Did crash pilots err?

2009-10-02 00:00

PRETORIA — Only about 60 seconds.

That was all the time the crew of SA Airlink’s Flight 8911 had to react in a plane with one problematic engine.

Pilots believe there was probably one of three possible scenarios that could have happened in the cockpit of the Jetstream 41 last Thursday, when shortly after its take-off from the Durban airport, it crash-landed at a school.

Regardless of which possibility is the true account, it left the two pilots with very little time to put emergency procedures in motion.

Accident investigators will eventually be able to provide the final answers to these questions, probably only after several months.

One possibility is that the wrong engine — not the faulty one — was shut down.

Pilots can see clearly in the photos of the wreck that the right side (faulty) engine’s propeller blades were bent backward, and the blades on the left side are not bent forward or backward.

“Neutral” blades mean the engine was in the feathered state; in other words, switched off.

In a nutshell, that means that the right side (faulty) engine was still turning, since backwards-bending blades mean there was still forward force.

However, the faulty engine is the one that should have been switched off. Thus the healthy engine might have been switched off by mistake.

According to pilots, it is also possible that the faulty engine couldn’t be switched off. If it were to continu­e turning, the airplane would have been pulled to the right by wind shear, which would make it practically impossible to continue flying with only one engine.
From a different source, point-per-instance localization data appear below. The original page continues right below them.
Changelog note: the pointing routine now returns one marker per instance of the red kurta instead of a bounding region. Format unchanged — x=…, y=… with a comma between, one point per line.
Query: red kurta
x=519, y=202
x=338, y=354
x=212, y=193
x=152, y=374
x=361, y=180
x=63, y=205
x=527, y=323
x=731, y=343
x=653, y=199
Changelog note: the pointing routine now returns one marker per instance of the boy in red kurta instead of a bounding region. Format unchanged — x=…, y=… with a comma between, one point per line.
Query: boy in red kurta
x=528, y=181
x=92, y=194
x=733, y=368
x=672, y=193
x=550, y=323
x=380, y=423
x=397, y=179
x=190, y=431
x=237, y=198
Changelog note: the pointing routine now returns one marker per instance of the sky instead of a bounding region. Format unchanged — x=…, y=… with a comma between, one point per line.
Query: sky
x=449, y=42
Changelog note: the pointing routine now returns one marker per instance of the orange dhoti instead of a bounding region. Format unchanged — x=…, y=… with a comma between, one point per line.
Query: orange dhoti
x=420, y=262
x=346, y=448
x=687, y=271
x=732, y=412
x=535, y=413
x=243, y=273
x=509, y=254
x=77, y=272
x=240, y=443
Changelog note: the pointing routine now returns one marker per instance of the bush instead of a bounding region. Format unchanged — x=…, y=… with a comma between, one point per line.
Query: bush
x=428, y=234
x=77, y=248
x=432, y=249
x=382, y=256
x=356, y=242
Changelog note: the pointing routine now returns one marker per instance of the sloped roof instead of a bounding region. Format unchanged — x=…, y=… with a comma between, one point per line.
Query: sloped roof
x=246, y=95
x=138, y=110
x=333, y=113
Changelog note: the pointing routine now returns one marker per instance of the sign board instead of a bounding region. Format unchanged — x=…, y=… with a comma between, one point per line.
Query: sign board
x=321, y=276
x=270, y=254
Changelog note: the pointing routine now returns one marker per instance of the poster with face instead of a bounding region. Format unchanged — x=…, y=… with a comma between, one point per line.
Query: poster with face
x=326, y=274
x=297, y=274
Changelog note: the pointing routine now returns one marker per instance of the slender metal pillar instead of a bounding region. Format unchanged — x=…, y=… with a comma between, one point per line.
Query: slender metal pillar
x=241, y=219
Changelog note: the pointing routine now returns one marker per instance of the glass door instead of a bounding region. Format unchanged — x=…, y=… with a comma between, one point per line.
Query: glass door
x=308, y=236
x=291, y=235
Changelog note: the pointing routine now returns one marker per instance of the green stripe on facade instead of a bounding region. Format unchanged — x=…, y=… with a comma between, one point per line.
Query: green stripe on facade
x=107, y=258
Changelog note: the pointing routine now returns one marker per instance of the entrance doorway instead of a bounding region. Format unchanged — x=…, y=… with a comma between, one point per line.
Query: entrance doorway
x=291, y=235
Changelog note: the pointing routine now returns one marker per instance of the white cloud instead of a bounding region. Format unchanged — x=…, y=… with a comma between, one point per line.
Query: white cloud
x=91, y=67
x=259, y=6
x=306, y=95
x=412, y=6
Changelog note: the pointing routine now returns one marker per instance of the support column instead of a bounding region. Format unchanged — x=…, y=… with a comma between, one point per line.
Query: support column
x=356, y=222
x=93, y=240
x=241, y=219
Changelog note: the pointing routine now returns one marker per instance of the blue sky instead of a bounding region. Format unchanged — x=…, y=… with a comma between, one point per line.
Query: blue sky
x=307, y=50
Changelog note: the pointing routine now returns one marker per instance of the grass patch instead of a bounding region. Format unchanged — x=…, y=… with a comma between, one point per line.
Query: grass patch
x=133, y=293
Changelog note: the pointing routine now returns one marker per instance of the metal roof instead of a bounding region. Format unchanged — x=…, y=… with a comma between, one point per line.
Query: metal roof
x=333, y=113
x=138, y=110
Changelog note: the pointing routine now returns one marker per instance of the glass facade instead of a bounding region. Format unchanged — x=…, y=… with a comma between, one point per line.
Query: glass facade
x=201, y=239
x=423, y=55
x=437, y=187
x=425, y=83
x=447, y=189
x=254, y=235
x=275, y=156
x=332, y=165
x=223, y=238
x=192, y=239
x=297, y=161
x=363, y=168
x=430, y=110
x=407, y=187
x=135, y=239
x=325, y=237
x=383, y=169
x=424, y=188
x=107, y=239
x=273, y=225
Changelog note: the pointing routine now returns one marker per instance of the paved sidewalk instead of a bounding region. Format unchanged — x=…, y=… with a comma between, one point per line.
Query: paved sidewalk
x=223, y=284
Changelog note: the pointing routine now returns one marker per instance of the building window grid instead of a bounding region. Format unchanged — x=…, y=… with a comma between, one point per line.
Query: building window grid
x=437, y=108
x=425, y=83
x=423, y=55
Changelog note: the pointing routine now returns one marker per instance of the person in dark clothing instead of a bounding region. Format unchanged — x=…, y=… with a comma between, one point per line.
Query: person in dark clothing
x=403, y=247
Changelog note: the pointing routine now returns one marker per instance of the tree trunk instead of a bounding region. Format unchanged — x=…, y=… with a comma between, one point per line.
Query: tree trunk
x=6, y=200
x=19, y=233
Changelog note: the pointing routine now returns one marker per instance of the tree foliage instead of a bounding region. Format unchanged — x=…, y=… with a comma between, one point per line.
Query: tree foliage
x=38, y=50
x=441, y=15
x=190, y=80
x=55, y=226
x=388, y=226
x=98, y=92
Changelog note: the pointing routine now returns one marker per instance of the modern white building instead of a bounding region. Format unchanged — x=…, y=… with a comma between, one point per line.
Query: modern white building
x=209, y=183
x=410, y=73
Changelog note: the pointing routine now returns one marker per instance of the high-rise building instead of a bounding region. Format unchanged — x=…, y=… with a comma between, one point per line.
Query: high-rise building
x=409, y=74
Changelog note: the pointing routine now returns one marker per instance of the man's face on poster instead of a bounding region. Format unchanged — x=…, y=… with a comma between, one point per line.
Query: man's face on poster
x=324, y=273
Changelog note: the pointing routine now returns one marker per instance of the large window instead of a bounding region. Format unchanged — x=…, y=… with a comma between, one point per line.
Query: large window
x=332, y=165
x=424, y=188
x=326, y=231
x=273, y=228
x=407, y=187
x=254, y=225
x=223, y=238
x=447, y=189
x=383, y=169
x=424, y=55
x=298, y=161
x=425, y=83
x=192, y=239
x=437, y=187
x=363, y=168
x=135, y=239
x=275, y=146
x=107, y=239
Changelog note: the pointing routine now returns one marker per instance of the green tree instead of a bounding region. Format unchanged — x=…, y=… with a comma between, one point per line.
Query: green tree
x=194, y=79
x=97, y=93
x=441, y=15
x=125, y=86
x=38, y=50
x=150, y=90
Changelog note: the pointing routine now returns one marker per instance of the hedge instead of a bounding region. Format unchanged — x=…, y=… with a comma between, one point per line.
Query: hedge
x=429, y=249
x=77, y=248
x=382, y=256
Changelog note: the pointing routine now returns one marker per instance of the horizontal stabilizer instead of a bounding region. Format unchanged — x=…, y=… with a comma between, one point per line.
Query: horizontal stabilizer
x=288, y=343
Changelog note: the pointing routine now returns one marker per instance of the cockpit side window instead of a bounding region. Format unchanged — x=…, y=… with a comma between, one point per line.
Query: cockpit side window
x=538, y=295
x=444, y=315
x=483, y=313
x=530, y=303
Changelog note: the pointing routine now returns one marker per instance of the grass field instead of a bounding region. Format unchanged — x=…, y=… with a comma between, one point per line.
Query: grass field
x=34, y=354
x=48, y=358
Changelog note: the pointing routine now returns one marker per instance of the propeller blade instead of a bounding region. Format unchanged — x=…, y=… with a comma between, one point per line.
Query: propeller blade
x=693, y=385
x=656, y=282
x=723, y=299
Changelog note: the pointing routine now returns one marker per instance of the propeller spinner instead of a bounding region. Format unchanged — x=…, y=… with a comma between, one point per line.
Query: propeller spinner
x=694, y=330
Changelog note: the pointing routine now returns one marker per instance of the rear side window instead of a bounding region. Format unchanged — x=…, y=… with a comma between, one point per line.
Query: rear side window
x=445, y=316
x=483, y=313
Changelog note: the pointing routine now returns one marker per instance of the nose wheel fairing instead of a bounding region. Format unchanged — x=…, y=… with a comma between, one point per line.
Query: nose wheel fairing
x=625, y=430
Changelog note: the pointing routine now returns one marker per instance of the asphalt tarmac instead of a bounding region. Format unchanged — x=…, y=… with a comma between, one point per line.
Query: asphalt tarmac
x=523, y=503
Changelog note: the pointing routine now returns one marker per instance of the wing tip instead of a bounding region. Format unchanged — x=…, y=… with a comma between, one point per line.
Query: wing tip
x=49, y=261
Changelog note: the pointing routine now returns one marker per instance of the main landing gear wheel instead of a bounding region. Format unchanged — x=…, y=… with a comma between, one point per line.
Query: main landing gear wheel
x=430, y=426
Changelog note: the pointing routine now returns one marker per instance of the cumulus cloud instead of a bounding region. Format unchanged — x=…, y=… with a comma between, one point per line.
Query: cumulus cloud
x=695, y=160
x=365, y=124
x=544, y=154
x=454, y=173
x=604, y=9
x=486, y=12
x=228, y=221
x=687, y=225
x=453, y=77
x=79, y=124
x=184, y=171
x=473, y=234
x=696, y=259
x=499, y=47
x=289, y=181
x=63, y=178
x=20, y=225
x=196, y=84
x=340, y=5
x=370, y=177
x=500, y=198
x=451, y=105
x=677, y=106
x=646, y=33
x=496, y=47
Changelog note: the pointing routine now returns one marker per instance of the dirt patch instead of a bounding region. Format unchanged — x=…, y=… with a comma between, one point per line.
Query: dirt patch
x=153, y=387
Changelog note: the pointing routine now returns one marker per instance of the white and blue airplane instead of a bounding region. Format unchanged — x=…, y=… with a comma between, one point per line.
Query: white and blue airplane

The third option is that — if the engine could not be shut down — the pilot could have decided to make an emergency landing if he or she came to the conclusion that the plane couldn’t fly any further.

By switching off the healthy engine and “gliding into” an emergency landing, the chances of fire or an explosion at landing due to the absence of electrical power in the engine would be significantly reduced.

The plane, indeed, did not burst into flames upon impact, despite the fact that it was filled to capacity with fuel.

It is not clear whether it was the captain, Allister Freeman (40), or the co-pilot, Sonja Bierman (26), who was at the controls at the time of the accident.

On a “dead leg” such as this flight, with no passengers on board, the captain may allow the co-pilot to take control and fly the plane.

During emergency procedures it is usually also the task of the steering pilot to handle the emergency situation through to the end. A swop of responsibilities in those few seconds could easily lead to poor decision making or adverse actions, said the pilots.

According to Airlink, the accident probe will determine who was flying, while flight data recorders will provide further information.

A civil flight accident investigation earlier found that Freeman made a bad decision in 2005 due to lack of experience on a Britten-Norman Islander, a decision that contributed to the plane crashing into a house. He later started flying for Airlink.

According to Airlink, all their pilots undergo strict aptitude tests before they are appointed.